I agree with you 100 percent! I have vintage Wagner’s , Griswolds, BSR’s and a few vintage Lodge skillets, and they no different in performance than my modern Lodges. I also own a few Field skillets and a beautiful Lancaster Pa skillet. Even though they are exceptionally made, they still don’t beat the Lodge in performance. I laugh at how these UA-camrs make videos about smoothing out a lodge to make it more nonstick. All you have to do is COOK IN IT! Lodge is the most underrated cast iron cookware out there that is actually just as good if not better than the pricier competition.
not a damn thing wrong with a lodge cast iron pan... works great lasts long and seasons well.
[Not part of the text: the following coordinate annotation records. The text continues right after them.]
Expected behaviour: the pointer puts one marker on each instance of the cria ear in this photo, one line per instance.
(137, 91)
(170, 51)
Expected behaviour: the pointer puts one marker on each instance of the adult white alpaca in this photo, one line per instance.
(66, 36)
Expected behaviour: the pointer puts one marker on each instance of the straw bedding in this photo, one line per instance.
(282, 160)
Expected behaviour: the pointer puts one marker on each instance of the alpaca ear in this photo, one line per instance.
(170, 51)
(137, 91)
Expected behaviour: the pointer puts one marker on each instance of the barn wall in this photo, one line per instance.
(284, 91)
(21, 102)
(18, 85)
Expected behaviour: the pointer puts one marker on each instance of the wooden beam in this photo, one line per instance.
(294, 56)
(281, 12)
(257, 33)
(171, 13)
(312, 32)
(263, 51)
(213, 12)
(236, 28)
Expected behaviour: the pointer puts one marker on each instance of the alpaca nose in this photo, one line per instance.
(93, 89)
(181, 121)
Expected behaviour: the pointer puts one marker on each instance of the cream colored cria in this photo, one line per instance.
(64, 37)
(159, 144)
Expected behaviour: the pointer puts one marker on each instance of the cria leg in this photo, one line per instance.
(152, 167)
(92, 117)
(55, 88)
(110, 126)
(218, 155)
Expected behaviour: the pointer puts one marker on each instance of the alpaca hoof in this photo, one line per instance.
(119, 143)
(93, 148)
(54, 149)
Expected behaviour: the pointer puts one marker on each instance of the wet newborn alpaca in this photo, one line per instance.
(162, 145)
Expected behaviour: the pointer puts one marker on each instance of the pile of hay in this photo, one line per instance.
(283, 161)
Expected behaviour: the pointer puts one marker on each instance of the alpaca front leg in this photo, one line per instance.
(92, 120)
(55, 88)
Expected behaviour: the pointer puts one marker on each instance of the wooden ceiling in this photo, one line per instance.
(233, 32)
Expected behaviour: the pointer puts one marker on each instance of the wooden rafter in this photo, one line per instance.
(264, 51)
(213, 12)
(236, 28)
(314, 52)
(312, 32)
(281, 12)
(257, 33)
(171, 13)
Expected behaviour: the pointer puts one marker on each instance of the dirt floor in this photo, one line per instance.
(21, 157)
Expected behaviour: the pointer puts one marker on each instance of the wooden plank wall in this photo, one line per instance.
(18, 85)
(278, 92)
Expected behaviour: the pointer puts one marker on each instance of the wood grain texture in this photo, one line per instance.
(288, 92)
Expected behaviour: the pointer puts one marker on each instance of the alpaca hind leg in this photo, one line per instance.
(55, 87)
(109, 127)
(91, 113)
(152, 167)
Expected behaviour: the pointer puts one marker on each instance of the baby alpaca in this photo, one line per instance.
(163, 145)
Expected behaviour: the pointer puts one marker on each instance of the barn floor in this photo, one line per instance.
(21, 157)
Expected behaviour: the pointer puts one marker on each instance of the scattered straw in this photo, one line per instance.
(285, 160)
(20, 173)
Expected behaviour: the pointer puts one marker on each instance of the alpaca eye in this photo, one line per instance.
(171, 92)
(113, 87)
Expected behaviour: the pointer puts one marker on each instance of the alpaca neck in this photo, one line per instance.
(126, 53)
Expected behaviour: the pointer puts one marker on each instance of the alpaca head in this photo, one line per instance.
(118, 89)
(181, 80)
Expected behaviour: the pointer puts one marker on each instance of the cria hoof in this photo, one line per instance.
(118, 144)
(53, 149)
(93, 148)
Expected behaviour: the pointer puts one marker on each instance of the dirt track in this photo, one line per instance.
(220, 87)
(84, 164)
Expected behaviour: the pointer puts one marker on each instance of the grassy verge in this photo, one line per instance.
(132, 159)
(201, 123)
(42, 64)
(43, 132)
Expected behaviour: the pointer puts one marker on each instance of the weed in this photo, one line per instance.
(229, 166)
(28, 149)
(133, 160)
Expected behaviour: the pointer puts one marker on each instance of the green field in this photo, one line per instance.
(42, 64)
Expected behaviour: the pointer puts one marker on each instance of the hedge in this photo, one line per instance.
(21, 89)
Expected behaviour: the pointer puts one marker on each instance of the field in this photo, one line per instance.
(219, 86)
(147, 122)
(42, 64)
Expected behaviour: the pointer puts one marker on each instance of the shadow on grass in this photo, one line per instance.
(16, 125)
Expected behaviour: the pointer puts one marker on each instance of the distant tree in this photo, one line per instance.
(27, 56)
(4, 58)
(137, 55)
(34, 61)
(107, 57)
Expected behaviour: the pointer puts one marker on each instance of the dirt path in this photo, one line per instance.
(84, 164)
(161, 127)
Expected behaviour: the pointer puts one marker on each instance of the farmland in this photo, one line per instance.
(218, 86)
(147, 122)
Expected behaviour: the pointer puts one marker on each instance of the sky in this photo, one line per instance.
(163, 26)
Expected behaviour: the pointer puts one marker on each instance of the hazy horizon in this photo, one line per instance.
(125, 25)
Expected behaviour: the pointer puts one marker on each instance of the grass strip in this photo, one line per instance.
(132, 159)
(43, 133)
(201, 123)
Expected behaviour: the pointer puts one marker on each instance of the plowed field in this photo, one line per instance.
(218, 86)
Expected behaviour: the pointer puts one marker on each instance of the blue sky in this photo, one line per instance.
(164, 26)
Spend some time and find some vintage pans like Griswold and Wagner.
Polymerization is far more than “having the moisture drawn out”. It’s is a complex reaction that totally transforms the oil.
Stargazer 10.25" $85, machined beautiful pan
love mine, ordered it right after their KickStarter ended. Took for ever to get but so worth it.
if you think your pan is a bit rough, you can actually sand it down and reseason
We could do a drinking game with how many times you say "and so on and so forth".
wait now, buying "a" cast iron pan... I have 9 now.. LOL
You can make biscuits in a CI skillet also...you left that out!
non-enamel cast iron has a temperature cap if you don't want it to warp
Enameled cast iron typically has a lower temperature cap than non-enameled
i'll believe any man who mentions cornbread as a serious food twice
Cooking with cast iron is kool cause its casted with iron and you cook on it.
The most hard choice in cookland for me 😢
Can you season the cast iron with a butter? Does it work?
it would work with Ghee I think. To solids in butter would make for a flaky seasoning so no on butter.
...so on and so forth.
Seems to me when he says pre- seasoned, means it's coated with teflon. Not good for your health. You want a pan without "pre-seasoning". Just a plain cast iron skillet!!
Preseasoning it’s heating it and oiling it. No Teflon
All mine was preseasoned I don't see the issue on weather you do it or they. All I have to do is give it a good cleaning and get cookin'
Fyi you don't use soap on cast iron, don't listen to this guy a lot of information you have given is wrong
Not true. Modern dish soaps do not ruin your seasoning.
Soap is fine. I'd rather cook on a clean pan then a dirty one.